Ra'am-Ta'al (4 seats), the Hebrew acronym for ‘United Arab List- Arab Movement for Renewal,’ is the largest Arab party in the Knesset and endorses an end to what it considers the Israeli occupation of the territories. It supports the creation of an independent Palestinian state, with East Jerusalem as its capital. The party calls for dismantling all Israeli settlements, including those in the Golan Heights and along Israel’s border with Lebanon (land it contends belongs to Lebanon).  

The party supports the separation of religion and state, the “right of return” within Israeli borders for Palestinian refugees, and the dismantling of all nuclear weapons in the world, in particular Israel.  Ra’am-Ta’al calls for the recognition of Israeli Arabs as a national minority and believes that Arabs should not be recruited to serve in the Israel Defense Forces. Ra'am-Ta’al believes that Israel should give Islamic religious courts greater freedom in performing judicial duties, especially among the Israeli-Arab Shi’ite communities. In addition, the movement calls for an increase in the budget for subsidizing all holy places belonging to the Muslims, Christians and Druze.  The party enjoys particular popularity among the Bedouin population.

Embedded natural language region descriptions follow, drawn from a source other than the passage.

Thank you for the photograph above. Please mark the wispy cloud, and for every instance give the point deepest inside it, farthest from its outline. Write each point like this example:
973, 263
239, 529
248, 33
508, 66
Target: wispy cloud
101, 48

Balad (3 seats), is the Hebrew acronym for ‘National Democratic Assembly,’ and was established in 1996. Balad advocates that Israel should not be a Jewish state, but rather a democratic, secular state. The party favors Israel's withdrawal from all remaining Palestinian territories and a two-state solution, in which a non-Jewish state with Arab and Jewish residents exists alongside a Palestinian state.  Balad demands that the Israeli government grant Arabs full autonomy in such areas as culture and education.


New Movement-Meretz (3 seats, formerly Meretz-Yachad), a Hebrew acronym for ‘Social-Democratic Party,’ is a left-wing alliance that supports a peace agreement between Israel and the Palestinians based on a two-state solution as outlined in the Geneva Accord. The party is also concerned with human rights issues, minority rights, women’s rights, social justice and environmentalism. New Movement-Meretz is closely associated with Peace Now, a left-wing, non-governmental organization.